Footnote 1:At the time of the events, Sidor was known as Cindy M. Cocilovo. She became married prior to her deposition and was known at that time as Sidor. The Court will refer to her by her post-marriage name.

Footnote 2:In the course of eliciting this agreement, the Court referred to the specific amount identified in the Complaint and thereafter the Court and the parties referred to the amount as $137,000, using the approximation. However, it is clear that the agreement was to the specific amount alleged in the Complaint and the Court will use the more precise figure.

Footnote 3:While the name of the firm is Berg & Duffy, LLP, Duffy testified, without contradiction, that Mr. Berg had passed away prior to the events in question. There is no evidence that any one other than Duffy has an interest in the law firm.

Footnote 4:The documents annexed to the Lind transcript indicate that Leonard A. Weiss, Esq. of Martino & Weiss was the attorney who handled the closing for 37 Park. Since Berg and Duffy's bills were paid, and Plaintiff has not made any issue of them, the Court will not speculate as to whether any services rendered by Mr. Duffy were duplicative of those rendered by Mr. Weiss.

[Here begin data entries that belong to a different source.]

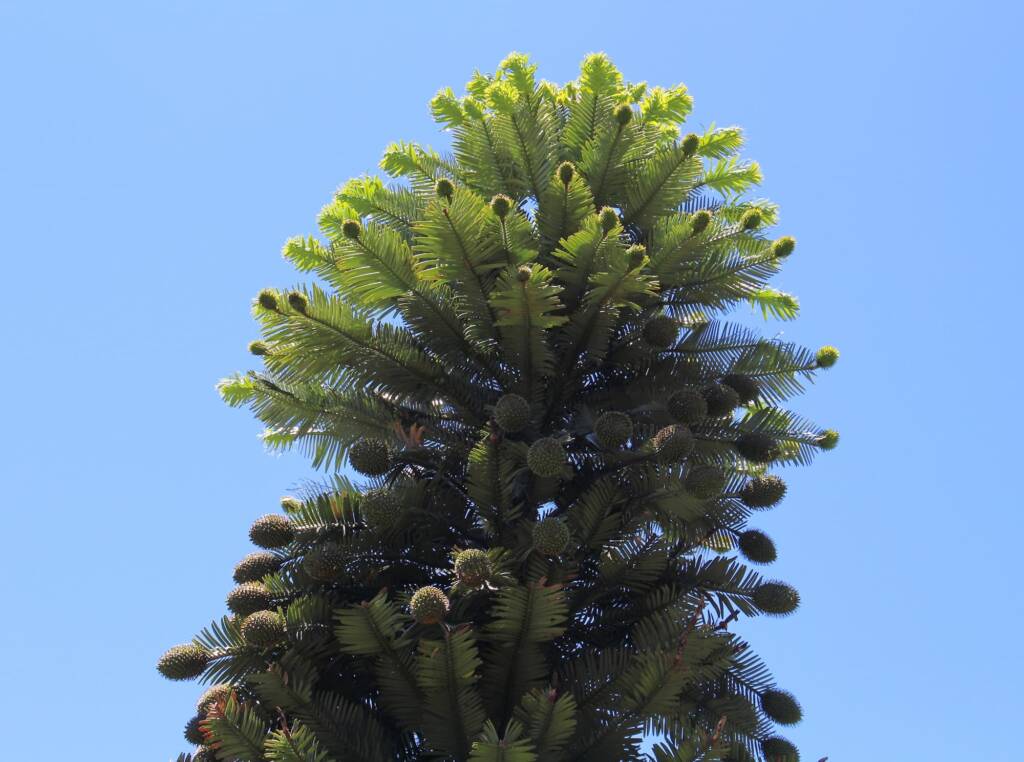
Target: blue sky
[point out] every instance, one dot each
(154, 157)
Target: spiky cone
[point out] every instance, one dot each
(212, 696)
(777, 749)
(775, 598)
(472, 567)
(781, 707)
(673, 442)
(382, 510)
(271, 531)
(546, 458)
(249, 597)
(429, 605)
(183, 662)
(551, 536)
(756, 546)
(255, 566)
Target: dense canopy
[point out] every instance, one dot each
(521, 348)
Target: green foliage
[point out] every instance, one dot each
(522, 349)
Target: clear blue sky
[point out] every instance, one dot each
(154, 157)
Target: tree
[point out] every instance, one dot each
(520, 347)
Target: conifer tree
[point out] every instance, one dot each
(521, 347)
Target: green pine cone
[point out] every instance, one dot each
(472, 567)
(290, 504)
(267, 299)
(777, 749)
(752, 219)
(183, 662)
(705, 482)
(612, 429)
(512, 413)
(263, 629)
(763, 492)
(298, 301)
(325, 562)
(826, 356)
(546, 457)
(370, 457)
(271, 531)
(249, 597)
(721, 399)
(775, 598)
(782, 707)
(429, 605)
(828, 439)
(194, 733)
(757, 546)
(673, 442)
(211, 697)
(382, 510)
(660, 332)
(745, 387)
(687, 406)
(255, 566)
(757, 447)
(551, 536)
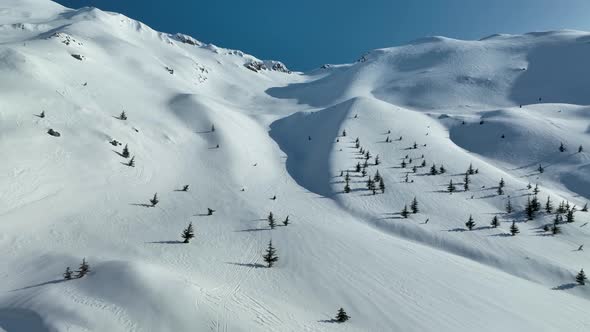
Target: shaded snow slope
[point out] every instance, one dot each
(281, 134)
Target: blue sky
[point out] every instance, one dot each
(305, 34)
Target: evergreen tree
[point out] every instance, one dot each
(548, 205)
(495, 222)
(370, 184)
(188, 233)
(377, 176)
(125, 152)
(569, 217)
(581, 277)
(154, 200)
(83, 269)
(270, 257)
(342, 316)
(451, 187)
(347, 187)
(68, 273)
(508, 207)
(414, 206)
(535, 203)
(470, 223)
(433, 170)
(405, 212)
(555, 229)
(530, 210)
(514, 229)
(466, 181)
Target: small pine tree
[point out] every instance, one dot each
(405, 212)
(187, 233)
(495, 222)
(270, 257)
(508, 206)
(514, 229)
(548, 205)
(451, 187)
(581, 277)
(68, 273)
(377, 176)
(83, 269)
(569, 217)
(342, 316)
(414, 206)
(470, 223)
(530, 210)
(125, 152)
(154, 200)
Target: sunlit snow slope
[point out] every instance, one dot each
(503, 104)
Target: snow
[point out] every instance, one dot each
(71, 197)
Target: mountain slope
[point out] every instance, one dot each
(280, 134)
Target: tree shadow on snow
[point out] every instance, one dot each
(253, 265)
(57, 281)
(565, 286)
(166, 242)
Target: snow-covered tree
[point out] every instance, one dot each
(270, 257)
(188, 233)
(342, 316)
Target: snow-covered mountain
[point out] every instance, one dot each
(503, 104)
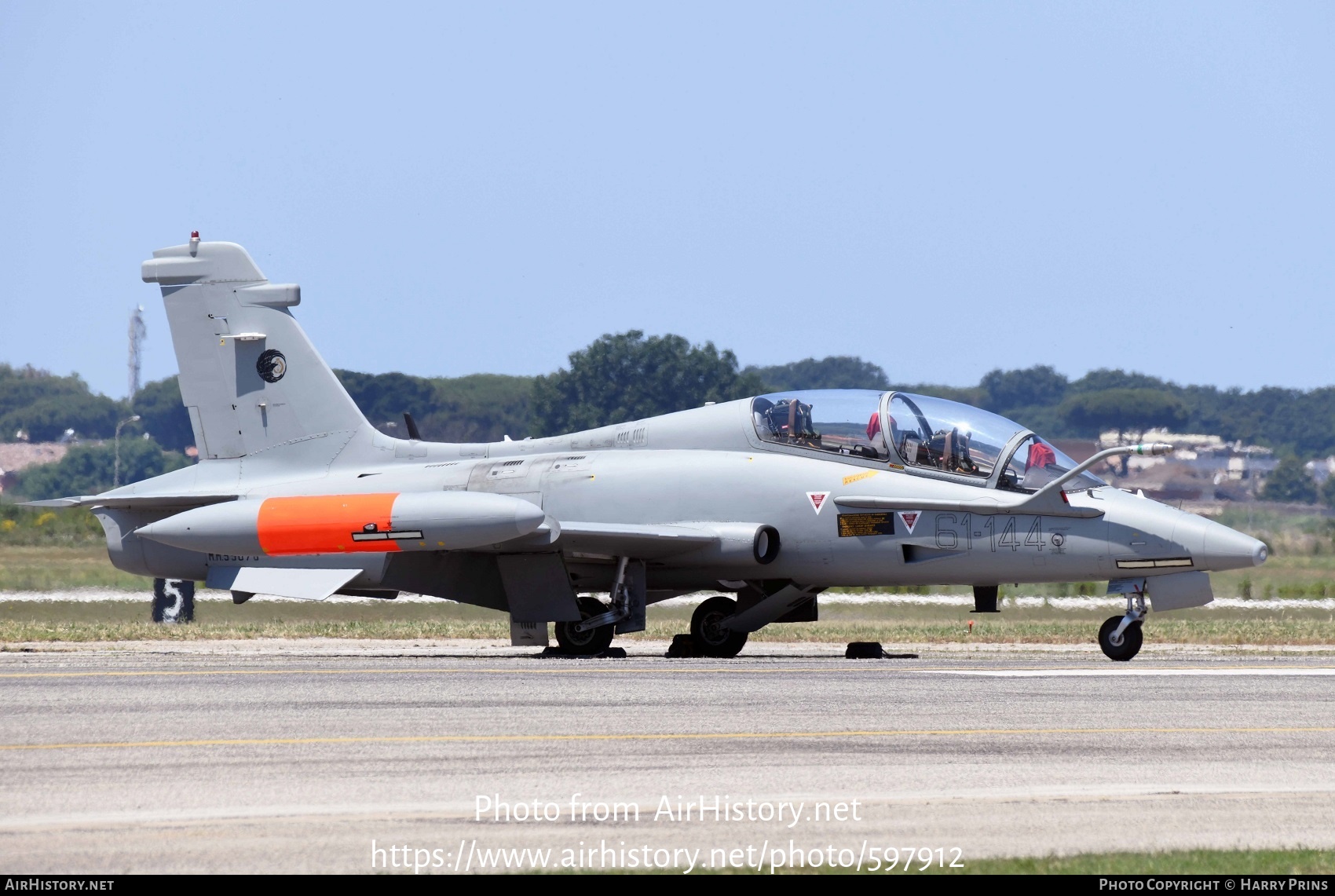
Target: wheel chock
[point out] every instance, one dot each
(610, 653)
(682, 645)
(873, 650)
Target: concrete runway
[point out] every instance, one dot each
(204, 758)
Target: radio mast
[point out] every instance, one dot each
(137, 333)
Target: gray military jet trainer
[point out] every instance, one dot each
(770, 499)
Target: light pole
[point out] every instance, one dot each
(115, 482)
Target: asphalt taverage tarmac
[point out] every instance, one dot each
(122, 762)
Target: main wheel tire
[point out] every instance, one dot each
(587, 644)
(174, 600)
(1130, 642)
(708, 632)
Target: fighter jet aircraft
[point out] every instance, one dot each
(768, 501)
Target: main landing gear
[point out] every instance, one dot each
(708, 632)
(1121, 637)
(577, 640)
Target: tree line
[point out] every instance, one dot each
(631, 375)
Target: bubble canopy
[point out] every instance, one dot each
(925, 433)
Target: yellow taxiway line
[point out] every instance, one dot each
(690, 736)
(685, 669)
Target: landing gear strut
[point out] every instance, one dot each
(1121, 637)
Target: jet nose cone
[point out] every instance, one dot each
(1228, 549)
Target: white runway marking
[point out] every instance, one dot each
(1127, 671)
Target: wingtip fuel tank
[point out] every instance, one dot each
(339, 524)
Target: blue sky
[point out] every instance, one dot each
(942, 188)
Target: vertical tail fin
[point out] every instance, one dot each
(249, 375)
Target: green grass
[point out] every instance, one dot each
(51, 568)
(391, 620)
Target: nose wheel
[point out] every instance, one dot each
(1121, 645)
(1121, 636)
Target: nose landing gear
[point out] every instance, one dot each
(1121, 636)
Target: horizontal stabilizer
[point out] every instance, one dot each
(627, 539)
(305, 583)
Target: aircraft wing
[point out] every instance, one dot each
(134, 501)
(627, 539)
(305, 583)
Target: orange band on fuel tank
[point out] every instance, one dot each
(324, 524)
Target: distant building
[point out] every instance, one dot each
(1321, 470)
(19, 455)
(1202, 468)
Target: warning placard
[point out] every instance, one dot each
(854, 525)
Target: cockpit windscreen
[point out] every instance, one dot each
(947, 436)
(837, 421)
(1037, 463)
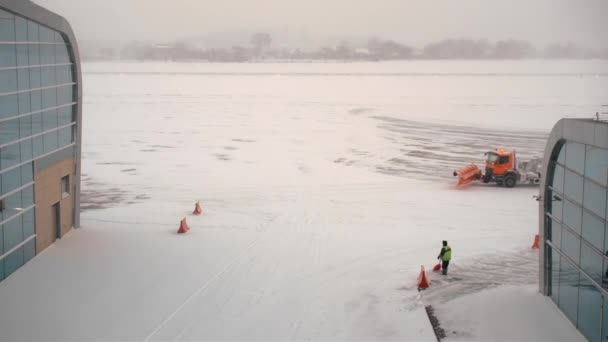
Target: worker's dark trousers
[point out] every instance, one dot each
(444, 267)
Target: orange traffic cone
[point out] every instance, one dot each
(183, 227)
(197, 209)
(423, 283)
(535, 244)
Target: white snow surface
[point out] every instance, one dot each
(509, 313)
(322, 196)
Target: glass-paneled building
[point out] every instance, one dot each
(574, 230)
(40, 116)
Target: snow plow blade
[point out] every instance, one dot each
(468, 174)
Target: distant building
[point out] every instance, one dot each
(40, 131)
(573, 225)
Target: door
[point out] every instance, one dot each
(56, 220)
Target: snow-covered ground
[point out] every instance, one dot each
(322, 193)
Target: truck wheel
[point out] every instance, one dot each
(509, 181)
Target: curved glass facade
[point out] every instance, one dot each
(37, 119)
(577, 237)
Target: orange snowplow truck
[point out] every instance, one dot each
(502, 168)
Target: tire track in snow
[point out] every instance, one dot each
(238, 260)
(520, 268)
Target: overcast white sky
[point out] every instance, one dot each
(414, 22)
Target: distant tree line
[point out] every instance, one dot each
(260, 48)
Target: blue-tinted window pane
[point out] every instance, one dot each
(7, 30)
(589, 312)
(29, 250)
(47, 35)
(58, 38)
(61, 53)
(10, 156)
(596, 164)
(561, 157)
(9, 105)
(557, 206)
(21, 29)
(605, 330)
(25, 126)
(13, 233)
(50, 142)
(49, 98)
(28, 223)
(32, 32)
(573, 186)
(572, 216)
(8, 81)
(12, 206)
(27, 199)
(38, 146)
(556, 233)
(8, 55)
(65, 136)
(35, 78)
(595, 198)
(593, 230)
(554, 275)
(47, 54)
(571, 245)
(65, 115)
(49, 119)
(592, 262)
(568, 290)
(26, 150)
(11, 180)
(64, 74)
(13, 261)
(9, 131)
(64, 95)
(25, 103)
(22, 55)
(34, 54)
(575, 156)
(36, 123)
(23, 79)
(27, 173)
(48, 76)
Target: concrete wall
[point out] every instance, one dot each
(48, 192)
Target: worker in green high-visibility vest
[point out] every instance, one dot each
(445, 255)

Footnote 5:Nissman's testimony was inconsequential as he had no information relevant to whether Duffy was entitled to commissions. Sidor testified at her deposition that she had a personal relationship with Nissman. However, there is no indication that Nissman's company was hired because of any relationship that he had with Sidor or that any such relationship had any bearing on any of the matters at issue here.

Footnote 6:Sidor testified that Duffy's signature was affixed by use of a signature stamp. However, Sidor testified that she only used the stamp when authorized to do so by Duffy.

Footnote 7:This signature, too, was affixed with the use of the stamp.

Footnote 8:Though the quoted language would suggest that Duffy had a direct communication with Shamis prior to the exchange of correspondence in November, 2000, neither Duffy nor Shamis testified to any such dialogue.

Footnote 9:Plaintiff's own complaint alleges that Shamis could not (at least in 1999) personally handle Plaintiff's funds or pay its bills without incurring significant tax liability for the trust. Whether this impediment was eliminated later on is not known. The Court is not presently asked to deal with any tax issues arising from Shamis' conduct; this is mentioned to point out that Duffy was attempting to get at a potential sore point — and the tax liabilities could possibly be more of an economic issue than the loss of approximately $137,000.

Footnote 10:The Court does not credit so much of Shamis' testimony as contended that he believed that bill paying services would be rendered gratis. Whatever the practice may be in Hong Kong, Shamis, as an experienced international businessman knew, in New York, not to expect something for nothing. While it is certainly plausible that an attorney might provide such services as an accommodation to a substantial, on-going client, it defies ordinary experience that a wealthy individual would expect a New York attorney to handle a client's personal affairs without any quid pro quo. Indeed, Duffy's bills for such services were paid without question, showing that Shamis did, directly or indirectly, pay for Duffy's services. But the fact that Duffy was paid for these services on as-billed basis contradicts, rather than supports, Duffy's claim to a generic 5% commission for these services.